Zich herinneren is een activiteit die energie vereist. Het zou dus bevorderlijk moeten zijn voor mijn overlevingskansen, anders was het in de evolutionaire aanloop naar mijn bescheiden bestaan wel uitgesorteerd. Ik pieker dus, naast het dagelijkse terugdenken aan reizen, jeugdscènes, erotisch en culinair genot, ook nog over nut en nadeel van herinneren. Get me out of here!
Daniel Kahneman, nobelprijswinnaar en bedenker van behavioral economics, onderscheidt het ervarende zelf en het herinnerende zelf. Hij verzint gedachte-experimenten zoals dit, waarbij je op vakantie gaat en naderhand wordt je geheugen samen met al je vakantiefoto’s gewist. De vraag is of je nog steeds voor dezelfde bestemming kiest. Zo niet, dan is er een conflict tussen je ervarende en herinnerende zelf. Ik ken het gevoel, quasi bewust aan een herinnering te werken, vooral wanneer ik iets met mijn dochter onderneem. Ik ben er namelijk van doordrongen dat ze niet eeuwig een draagbare kleuter zal zijn. Er zijn herinneringen die ik zo bewust heb gecreëerd en de tijd dat ik aan het terugdenken besteed is veel groter dan de gebeurtenis zelf (het gaat om een boottochtje van een kwartier of een lunch op een bergtop). Kahneman zelf geeft in deze TED-talk voorbeelden van de tegengestelde situatie, waarbij we in verhouding veel minder tijd besteden aan het terugroepen van de herinnering (een vakantie van twee weken, slechts een paar uur foto’s kijken).
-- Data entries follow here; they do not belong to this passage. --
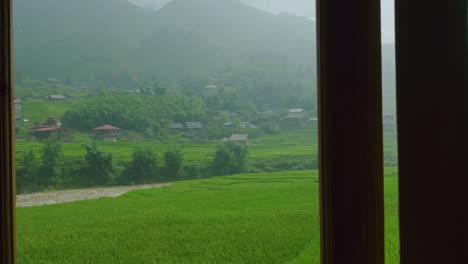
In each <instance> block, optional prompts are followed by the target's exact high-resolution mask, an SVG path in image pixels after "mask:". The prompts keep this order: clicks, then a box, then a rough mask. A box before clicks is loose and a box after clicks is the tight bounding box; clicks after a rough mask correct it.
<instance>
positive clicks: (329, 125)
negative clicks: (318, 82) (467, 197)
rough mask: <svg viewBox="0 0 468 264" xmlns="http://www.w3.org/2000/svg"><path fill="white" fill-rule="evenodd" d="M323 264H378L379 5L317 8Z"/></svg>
mask: <svg viewBox="0 0 468 264" xmlns="http://www.w3.org/2000/svg"><path fill="white" fill-rule="evenodd" d="M317 13H318V21H317V22H318V57H319V105H320V107H319V112H320V114H319V116H320V120H319V122H320V175H321V178H320V192H321V195H320V198H321V229H322V263H324V264H352V263H353V264H354V263H356V264H383V263H384V255H385V254H384V201H383V197H384V195H383V129H382V81H381V80H382V78H381V38H380V35H381V34H380V30H381V29H380V0H356V1H340V0H318V4H317Z"/></svg>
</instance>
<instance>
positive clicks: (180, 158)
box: [164, 149, 184, 179]
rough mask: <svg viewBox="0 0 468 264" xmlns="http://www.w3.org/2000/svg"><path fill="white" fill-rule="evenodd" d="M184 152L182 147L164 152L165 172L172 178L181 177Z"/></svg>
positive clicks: (168, 175)
mask: <svg viewBox="0 0 468 264" xmlns="http://www.w3.org/2000/svg"><path fill="white" fill-rule="evenodd" d="M183 160H184V154H183V153H182V150H181V149H177V150H172V151H168V152H166V153H164V163H165V167H164V172H165V175H166V176H168V177H170V178H174V179H177V178H180V176H181V169H182V163H183Z"/></svg>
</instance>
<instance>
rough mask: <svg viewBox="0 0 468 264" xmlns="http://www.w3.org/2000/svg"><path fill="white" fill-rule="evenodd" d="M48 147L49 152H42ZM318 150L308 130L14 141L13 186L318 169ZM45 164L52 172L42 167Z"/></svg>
mask: <svg viewBox="0 0 468 264" xmlns="http://www.w3.org/2000/svg"><path fill="white" fill-rule="evenodd" d="M51 146H53V148H51ZM46 149H48V154H47V156H44V155H43V153H44V151H45V150H46ZM247 149H248V152H247ZM51 150H53V151H51ZM316 151H317V143H316V134H315V132H314V130H312V129H302V130H296V131H290V132H288V133H282V134H277V135H271V136H263V137H261V138H259V139H255V140H253V141H252V142H251V143H250V145H249V146H247V147H245V146H243V145H241V144H238V143H235V142H228V143H227V144H220V143H219V142H212V141H205V142H193V143H190V142H186V143H181V142H180V141H149V142H117V143H112V142H100V143H99V144H98V145H96V142H93V141H88V142H85V143H60V142H57V141H53V140H47V141H44V142H18V143H17V159H18V162H17V165H18V172H17V174H18V181H17V188H18V191H19V192H21V193H25V192H26V193H27V192H33V191H38V190H43V189H46V188H70V187H76V188H78V187H85V186H102V185H114V184H131V183H143V182H146V183H150V182H160V181H175V180H181V179H196V178H200V177H211V176H217V175H225V174H233V173H240V172H244V171H248V172H273V171H284V170H304V169H316V168H317V152H316ZM49 152H50V153H49ZM49 159H50V160H49ZM46 163H47V164H49V165H48V171H52V172H54V173H53V174H51V173H45V171H43V170H42V169H40V168H42V167H44V166H43V164H46ZM36 179H37V180H36ZM38 179H43V180H42V181H39V180H38Z"/></svg>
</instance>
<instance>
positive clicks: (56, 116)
mask: <svg viewBox="0 0 468 264" xmlns="http://www.w3.org/2000/svg"><path fill="white" fill-rule="evenodd" d="M76 102H77V101H76V100H67V101H57V102H50V101H25V102H23V111H22V113H21V117H22V118H25V119H28V120H29V123H31V124H32V123H34V122H43V121H45V119H47V118H49V117H61V116H63V114H64V113H65V112H66V111H68V110H72V109H73V108H74V106H75V104H76Z"/></svg>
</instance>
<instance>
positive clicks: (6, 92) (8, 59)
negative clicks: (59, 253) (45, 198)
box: [0, 0, 16, 264]
mask: <svg viewBox="0 0 468 264" xmlns="http://www.w3.org/2000/svg"><path fill="white" fill-rule="evenodd" d="M13 68H14V67H13V53H12V1H11V0H2V1H0V128H1V131H0V261H1V263H6V264H10V263H15V262H16V228H15V225H16V221H15V211H16V208H15V200H16V190H15V184H16V181H15V158H14V155H15V130H14V128H15V124H14V122H15V120H14V118H13V116H14V114H13V112H14V95H13V83H14V81H13Z"/></svg>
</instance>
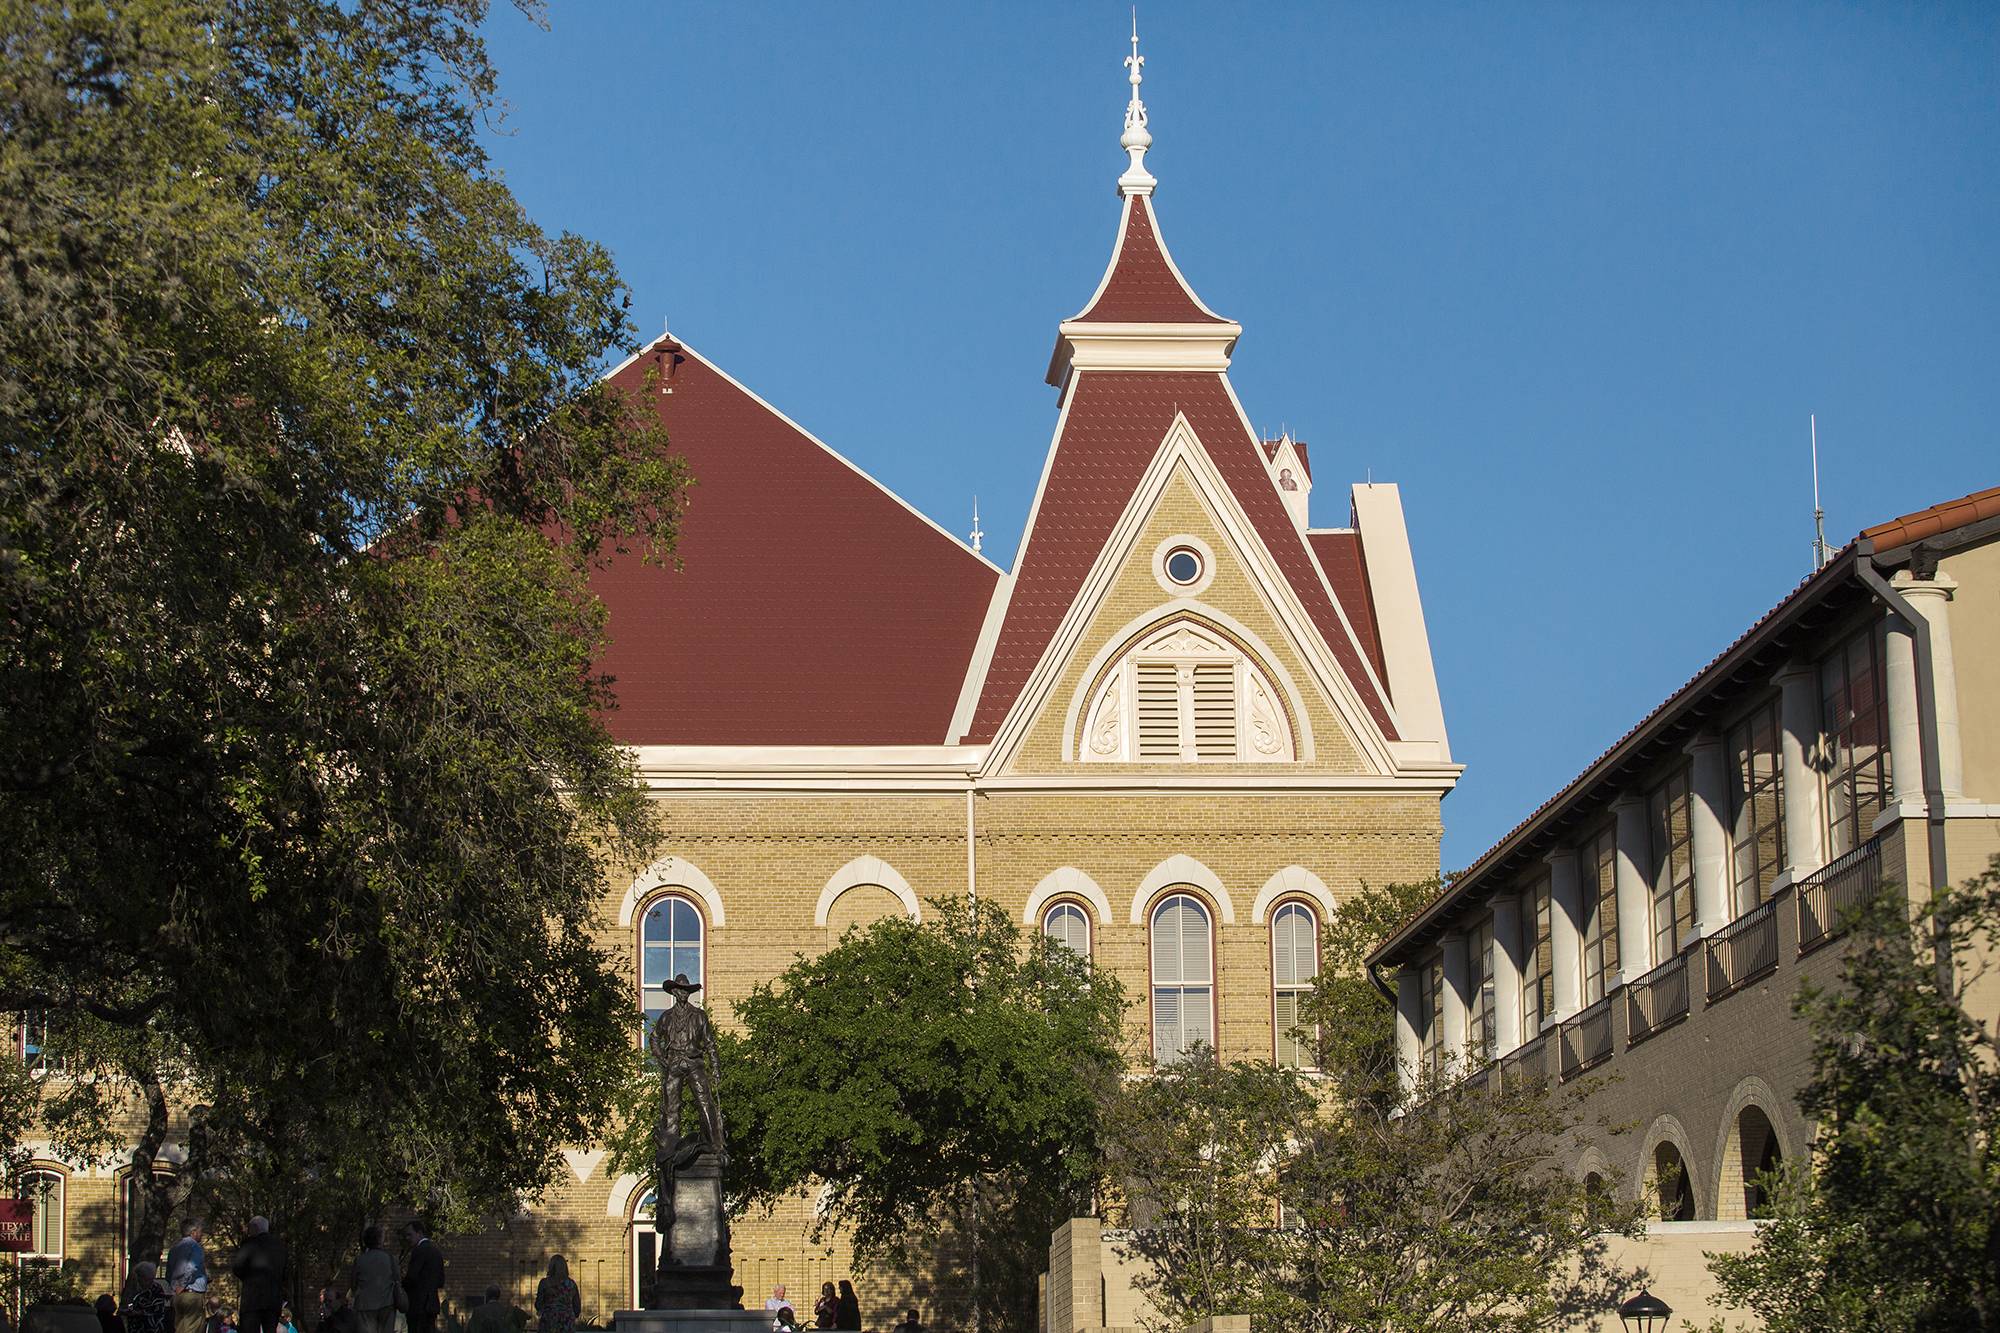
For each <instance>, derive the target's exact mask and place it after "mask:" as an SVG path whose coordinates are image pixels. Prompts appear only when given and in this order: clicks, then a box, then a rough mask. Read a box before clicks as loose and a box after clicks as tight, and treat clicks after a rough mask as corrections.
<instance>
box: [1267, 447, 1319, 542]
mask: <svg viewBox="0 0 2000 1333" xmlns="http://www.w3.org/2000/svg"><path fill="white" fill-rule="evenodd" d="M1264 466H1268V468H1270V480H1272V484H1274V486H1278V494H1280V496H1284V508H1286V510H1288V512H1290V514H1292V524H1294V526H1296V528H1298V530H1300V532H1304V530H1306V496H1308V494H1312V468H1310V466H1308V464H1306V442H1304V440H1294V438H1292V432H1290V430H1286V432H1284V434H1280V436H1278V438H1276V440H1264Z"/></svg>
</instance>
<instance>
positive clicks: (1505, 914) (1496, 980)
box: [1490, 893, 1528, 1055]
mask: <svg viewBox="0 0 2000 1333" xmlns="http://www.w3.org/2000/svg"><path fill="white" fill-rule="evenodd" d="M1526 965H1528V959H1526V957H1524V951H1522V947H1520V899H1518V897H1516V895H1512V893H1502V895H1500V897H1498V899H1494V961H1492V965H1490V967H1492V973H1494V1017H1492V1021H1494V1053H1496V1055H1506V1053H1508V1051H1512V1049H1514V1047H1518V1045H1520V973H1522V969H1524V967H1526Z"/></svg>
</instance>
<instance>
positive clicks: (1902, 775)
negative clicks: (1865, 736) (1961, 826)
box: [1864, 612, 1924, 837]
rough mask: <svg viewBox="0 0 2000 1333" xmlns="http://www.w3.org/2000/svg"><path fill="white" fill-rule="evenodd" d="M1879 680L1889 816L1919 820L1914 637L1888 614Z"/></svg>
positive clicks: (1917, 730)
mask: <svg viewBox="0 0 2000 1333" xmlns="http://www.w3.org/2000/svg"><path fill="white" fill-rule="evenodd" d="M1882 677H1884V681H1882V685H1884V693H1886V695H1888V777H1890V783H1892V785H1894V789H1896V791H1894V797H1892V805H1890V813H1892V815H1912V817H1920V815H1922V813H1924V731H1922V727H1920V725H1918V721H1916V713H1918V709H1916V636H1914V634H1912V632H1910V626H1908V624H1904V622H1902V616H1898V614H1894V612H1888V638H1886V642H1884V644H1882ZM1864 837H1866V831H1864Z"/></svg>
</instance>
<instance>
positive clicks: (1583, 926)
mask: <svg viewBox="0 0 2000 1333" xmlns="http://www.w3.org/2000/svg"><path fill="white" fill-rule="evenodd" d="M1546 861H1548V953H1550V963H1548V967H1550V971H1552V973H1554V983H1556V985H1554V991H1556V1015H1554V1021H1556V1023H1562V1021H1564V1019H1568V1017H1572V1015H1574V1013H1576V1011H1578V1009H1582V1007H1584V901H1582V889H1580V885H1578V881H1576V849H1574V847H1566V849H1562V851H1554V853H1548V857H1546Z"/></svg>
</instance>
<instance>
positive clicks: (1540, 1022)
mask: <svg viewBox="0 0 2000 1333" xmlns="http://www.w3.org/2000/svg"><path fill="white" fill-rule="evenodd" d="M1552 907H1554V905H1552V903H1550V895H1548V879H1544V881H1542V883H1540V885H1536V887H1534V889H1530V891H1528V893H1524V895H1522V897H1520V933H1522V941H1520V945H1522V949H1520V955H1522V959H1526V961H1528V965H1526V967H1524V969H1522V973H1520V1039H1522V1041H1534V1039H1536V1037H1538V1035H1540V1033H1542V1029H1544V1027H1550V1025H1552V1023H1554V1019H1556V947H1554V935H1552V929H1550V925H1552V917H1550V913H1552Z"/></svg>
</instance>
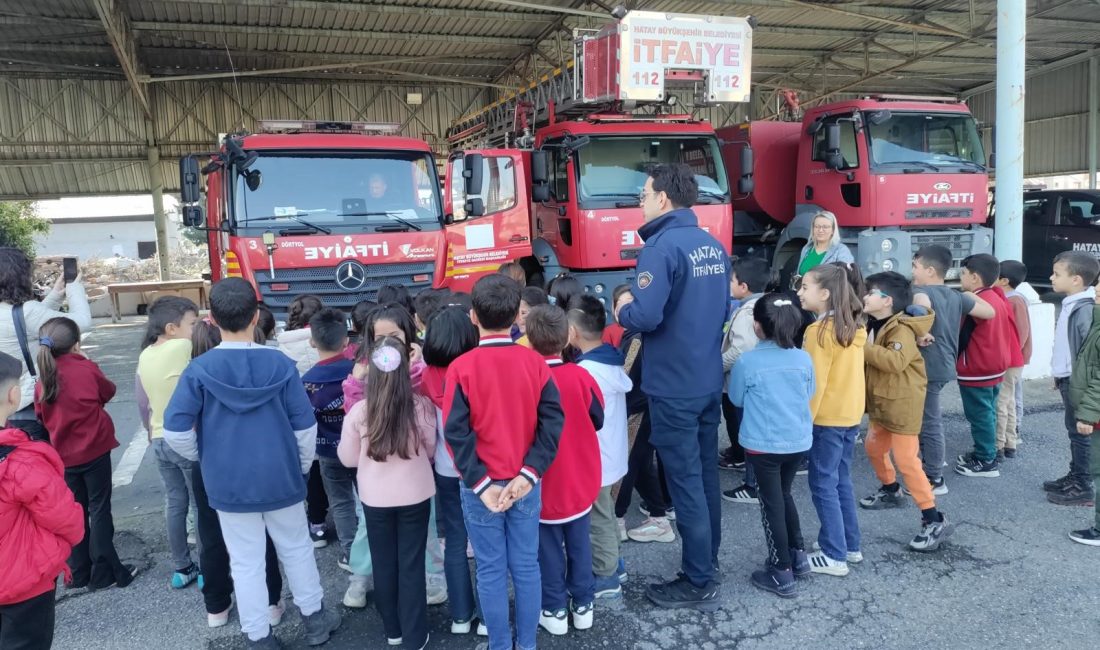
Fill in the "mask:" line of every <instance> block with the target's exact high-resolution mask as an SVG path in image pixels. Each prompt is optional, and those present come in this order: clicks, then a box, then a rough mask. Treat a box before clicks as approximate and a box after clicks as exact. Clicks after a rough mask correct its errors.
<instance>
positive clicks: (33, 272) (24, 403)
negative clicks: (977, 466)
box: [0, 246, 91, 439]
mask: <svg viewBox="0 0 1100 650" xmlns="http://www.w3.org/2000/svg"><path fill="white" fill-rule="evenodd" d="M33 274H34V264H33V262H32V261H31V258H30V257H27V256H26V253H24V252H23V251H21V250H19V249H12V247H8V246H0V352H4V353H5V354H10V355H11V356H13V357H15V359H17V360H19V362H20V363H21V364H22V365H23V376H22V378H21V379H20V387H21V396H22V398H21V400H20V405H19V406H20V410H19V411H17V412H15V414H14V415H13V416H11V419H10V420H9V421H10V422H11V426H13V427H18V428H21V429H24V430H26V431H27V432H29V433H30V434H31V436H32V437H33V438H38V439H44V438H45V430H44V429H43V428H42V426H41V425H40V423H38V422H37V419H36V418H35V416H34V383H35V377H36V376H37V368H36V367H35V365H34V360H35V359H37V355H38V329H40V328H41V327H42V326H43V324H44V323H45V322H46V321H47V320H50V319H51V318H58V317H65V318H69V319H72V320H73V321H74V322H76V324H77V327H79V328H80V330H81V331H88V330H90V329H91V310H90V308H89V307H88V296H87V295H86V294H85V290H84V283H81V282H80V277H79V276H77V277H76V279H74V282H70V283H66V282H65V274H63V275H62V276H61V277H58V278H57V282H56V283H55V284H54V287H53V289H52V290H51V291H50V294H47V295H46V297H45V298H44V299H42V300H41V301H38V300H36V299H35V296H34V286H33ZM66 301H67V302H68V311H67V312H63V311H61V308H62V305H63V304H64V302H66ZM20 316H22V324H23V327H22V328H19V327H17V318H18V317H20ZM20 329H22V337H20V335H19V334H18V333H17V332H19V331H20ZM21 339H22V341H21Z"/></svg>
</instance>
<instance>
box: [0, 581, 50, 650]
mask: <svg viewBox="0 0 1100 650" xmlns="http://www.w3.org/2000/svg"><path fill="white" fill-rule="evenodd" d="M54 607H55V603H54V590H50V591H48V592H46V593H44V594H40V595H37V596H34V597H33V598H27V599H26V601H22V602H20V603H14V604H12V605H0V648H3V650H50V647H51V646H52V645H53V642H54Z"/></svg>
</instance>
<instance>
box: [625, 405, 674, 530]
mask: <svg viewBox="0 0 1100 650" xmlns="http://www.w3.org/2000/svg"><path fill="white" fill-rule="evenodd" d="M651 430H652V429H651V427H650V423H649V411H646V412H645V414H643V415H642V417H641V426H639V427H638V434H637V436H635V439H634V447H631V448H630V455H629V456H628V458H627V470H626V476H624V477H623V483H621V485H619V493H618V497H617V498H616V499H615V516H616V517H620V518H621V517H625V516H626V511H627V510H628V509H630V493H632V492H634V491H635V489H637V491H638V496H640V497H641V500H643V502H645V503H646V506H647V507H648V508H649V516H650V517H664V515H665V510H668V509H669V506H670V504H671V503H672V499H671V498H669V488H668V487H667V485H665V483H664V466H663V465H662V464H661V458H660V456H659V455H658V456H657V467H656V469H654V467H653V456H654V455H657V454H656V451H654V450H653V445H652V444H650V443H649V433H650V431H651Z"/></svg>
Mijn excuses voor het gebrek aan structuur van deze tekst. Dat verkoop ik hier dan maar als moedig je zwakke punt tonen, niet proberen te verhullen dat ik weinig te zeggen heb. Heerlijk dat dat op een eigen blog allemaal kan, zo bevrijdend. Met die herinneringen ging het me trouwens om die momenten dat je achter je laptop zit, of op de badkamer, of waar dan ook, en er blijven zich fragmenten aan je opdringen van autoritten, oude vrienden, films, feestjes, wandelingen, steden, restaurants, ruzies, tentamens. Om die vermoeiende stroom te stoppen ben ik met meditatie begonnen. Lopen of stilzitten, diep ademen en de geest steeds terugroepen naar de ademervaring. Hoewel het uiteindelijk zal falen, lijkt het te werken, ik heb enigszins controle over de herinneringen.
Het is fijn om het antwoord niet te hoeven geven, dat je geen idee mag hebben of te vermoeid mag zijn om de literatuur door te nemen. Dat we de prestatiedwang mogen negeren en heerlijk halfzacht mogen zijn. Dat we mogen falen.